The bureau was alerted to the scam by UK haulage company Trans Orbis Forwarding, after it discovered the fraudsters had used the company name to advertise loads on international freight exchange website Timocom, reportedly conning at least ten hauliers out of an estimated €150,000.

Trans Orbis Forwarding owner Dave Shaw is warning UK hauliers to check the details of companies advertising loads  before accepting the work and to check that their companies are not being cloned as his was on the site.

Timocom said it had been unaware of the matter until contacted by and was now carrying out a full investigation.

"We have an extensive security verification of each company, no exception, before giving access to our smart logistics system," a spokeswoman said. "This is a restricted, 'closed' software one cannot access without Timocom having granted the access. It’s not an open platform or a website.
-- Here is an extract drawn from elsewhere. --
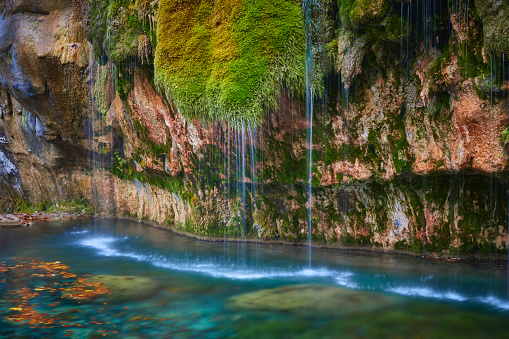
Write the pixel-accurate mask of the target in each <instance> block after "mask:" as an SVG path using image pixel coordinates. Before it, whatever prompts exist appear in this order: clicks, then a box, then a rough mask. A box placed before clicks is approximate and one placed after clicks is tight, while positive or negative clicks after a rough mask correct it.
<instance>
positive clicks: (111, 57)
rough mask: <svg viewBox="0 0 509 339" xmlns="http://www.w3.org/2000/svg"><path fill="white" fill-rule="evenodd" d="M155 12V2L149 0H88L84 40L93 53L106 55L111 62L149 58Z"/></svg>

"When a company has been verified and approved, the company information is entered into the system by our employees and it is not possible for the customer to change any company information such as company name/email/telephone number/users etc. themselves. Any change in company information has to be verified and confirmed by our employees without exception. Technically, it is also not possible for the customer to change any company information themselves, even if they tried to." 

Shaw said he was alerted to the scam after a factoring agent contacted him demanding payment for loads which the agent claimed had been arranged by his company via Timocom’s website.

When Shaw checked out the website he saw that his company’s name had been registered on Timocom’s platform but with an incorrect address, incorrect email and no telephone number.

Shaw said that since April he has been receiving invoices from a variety of hauliers for loads taken from Europe to the UK which he ignored, believing them to be a money laundering scam.

He added: “Then in July week we received a threatening letter from BNP Paribas’ factoring division claiming we owed almost €19,000 for a total of six jobs its client claims to have done on our behalf.

“After some digging it turns out that someone has managed to get our details and post genuine jobs on Timocom and these hauliers have been doing this work oblivious to the fact they are being scammed. The loads they have done are all to genuine, reputable companies in the UK.

“The scam has affected hauliers from Poland, Germany, Lithuania, Bulgaria, the Netherlands and Latvia and to my knowledge runs to at least €150,000.”

Companies affected by the scam that have so far contacted Shaw include TBX Logistics of Warsaw, Czech haulier CSAD Logistics, Dutch operator NDQ BVBA, A&E Spedition in Germany and Latvian haulier Transtira Logistics.

Shaw remains puzzled as to why his company was targeted and questioned how many other companies have had their identities cloned in this way. “Although we have an international operator’s licence, we haven't operated abroad for at least 15 years and now only do container work for two customers out of Felixstowe delivering to the UK only,” he said.

Shaw added: “We have reported this to Action Fraud here in the UK and have so far just gone back to these hauliers with the bad news that they have been conned.”

Action Fraud told it had received Shaw’s complaint and has referred it to the City of London Police’s National Fraud Intelligence Bureau for investigation.